Mumzy joins a growing list of crowdfunding sites that mimmick or resemble the Kickstarter model and target a niche audience. Kendall Almerico, a Washington D.C., lawyer focused on crowdfunding, said the U.S. features more than a thousand other crowdfunding sites. Because of the competition, he said, Mumzy will have to prove its community can raise money with a few early successful campaigns.
He said he sees moms as a good crowdfunding target. "The pieces are there for this to work," Almerico said. "You've got the passionate audience, you've got an audience that spends money, you've got an audience that supports itself. There's not a lot of niches that has those things and the mommy sphere does."
Merritt, a vice president in the Chicago office of PR and social media agency Olson Engage, said she started Mumzy about two years ago in a partnership with her employer, which counts among its clients several brands that court moms. In 2014, she gained full control of Mumzy before ICF International acquired Olson later in the year, said Olson president Bryan Specht.

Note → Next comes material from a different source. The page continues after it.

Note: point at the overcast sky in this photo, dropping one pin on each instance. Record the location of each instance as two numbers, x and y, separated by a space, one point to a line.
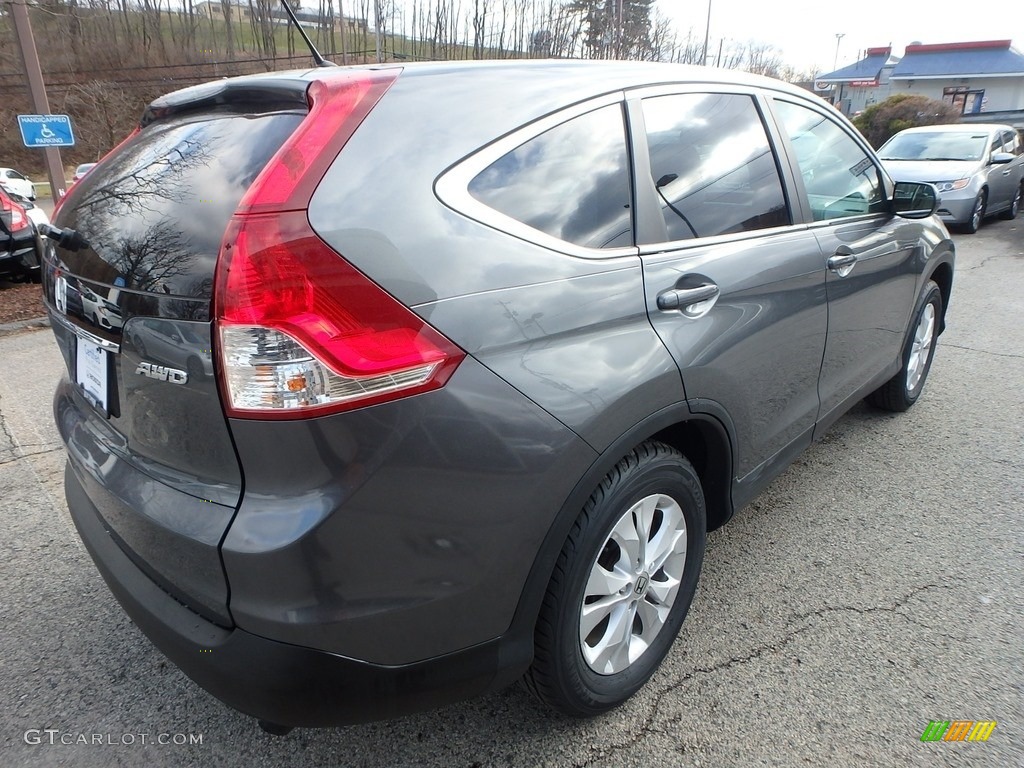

"My biggest fear is this thing's so successful that she moves on and becomes full-time boss of Mumzy," said Specht, an advisor to Merritt and her company.
Merritt released Mumzy in a limited scope in late December 2014, but she said she quickly learned that the site lacked functionality and that visitors didn't like the user experience.
She took the site down and rebuilt it. She said she raised $125,000 through friends and family to hire a development company - Chicago's Juice Interactive - and to license CrowdEngine, a crowdfunding software.
In the near term, Merritt plans to run Mumzy while keeping her job at Olson. She said she's working with a few freelancers and the external Juice development team, which covers most of the work the site requires for now. She said she would consider hiring and raising more money if the site grows quickly.
Merritt said anyone who designs products that can benefit moms, regardless of their parental status, can list projects on Mumzy. She hopes to use her brand connections to help those creators bring their products to market. She said that one day could provide another revenue stream.
Specht said Merritt gained control of Mumzy for free partly because of her potential to connect Olson clients to the site. As part of the deal, Olson will get a first opportunity at sponsorship opportunities.
"There's a lot of different ways we think this can benefit the kinds of companies and brands we work with, but it's not our core business to actually own it and run it," Specht said. "It's more our core business to bring these types of things to clients and broker those relationships."
Amina Elahi is a Blue Sky reporter for the Chicago Tribune.